Corriere della Sera, 23 settembre 2023

Il termine è entrato nel primo dizionario nel 1978, dopo 36 anni è stata varata una legge per contrastare l’intermediazione illegale e lo sfruttamento lavorativo. Ora il fenomeno è diventato nazionale e, paradossalmente, quasi non fa più notizia. Fa un certo effetto leggere le notizie sull’ennesima operazione della Guardia di Finanza contro il caporalato in Puglia, che ha scoperto nel Foggiano decine di braccianti sfruttati. Non perché l’operazione sia una novità in sé, visto il meritorio impegno di Finanza e magistratura contro questo orribile fenomeno criminale.

Uno dei primi dizionari italiani ad accogliere la voce “caporalato” per indicare lo sfruttamento illegale della manodopera agricola, è stato il Sabatini-Coletti, nel 1978. Solo due anni dopo dovette scoprirla tutta l’informazione, nel riferire le sconvolgenti notizie provenienti proprio dalla Puglia: il 19 maggio 1980 tre ragazze di Ceglie Messapica morirono in un pulmino dei caporali. Si chiamavano Pompea Argentiero, Lucia Altavilla e Donata Lombardi. Avevano 16, 17 e 23 anni. Si erano alzate alle 3 del mattino per andare a raccogliere le fragole.

L’emozione e la rabbia per quelle vittime non si fermarono ai confini della Puglia.
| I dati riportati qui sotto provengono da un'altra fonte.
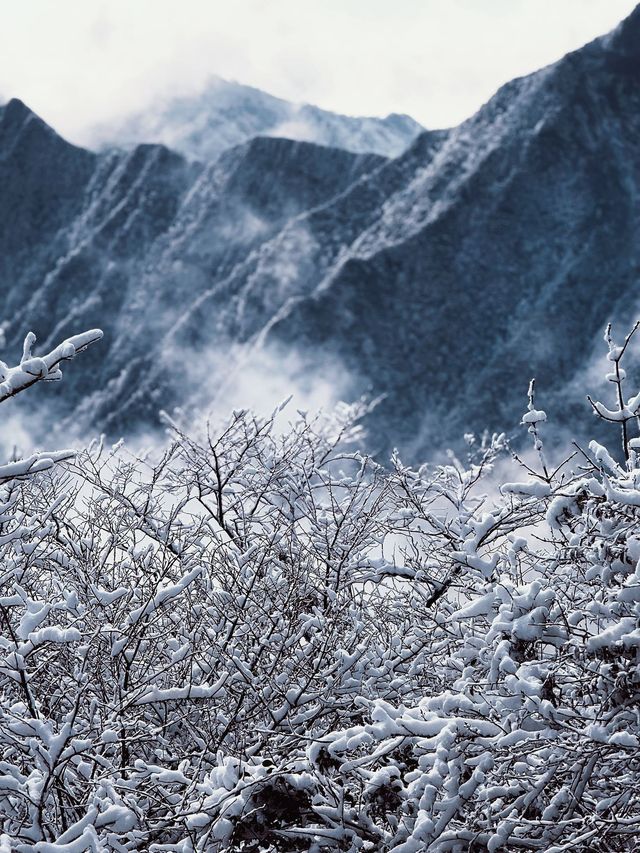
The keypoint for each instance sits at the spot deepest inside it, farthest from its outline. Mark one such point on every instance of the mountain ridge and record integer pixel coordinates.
(226, 114)
(441, 279)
Tutto il Paese scoprì quello che le campagne meridionali conoscevano bene. Anche l’arroganza degli sfruttatori: il 17 luglio, durante una manifestazione, alcuni caporali tentarono di investire lavoratori e sindacalisti a Villa Castelli a pochi chilometri da Ceglie. Quattro giorni dopo otto caporali armati di pistola aggredirono i sindacalisti della Cgil e assaltarono la sede del sindacato.

Ci sono voluti 36 anni perché l’Italia avesse una legge per contrastare l’intermediazione illegale e lo sfruttamento lavorativo e offrire uno strumento alla repressione. Ma nel frattempo, il fenomeno è diventato nazionale e gli sfruttati hanno preso tutti i colori del mondo potendo contare sull’inesauribile bacino del l’immigrazione senza documenti. Fa effetto leggere oggi una notizia sul caporalato proprio perché non è quasi più una notizia, nella sua desolante “normalità” e rischiamo di non accorgercene più.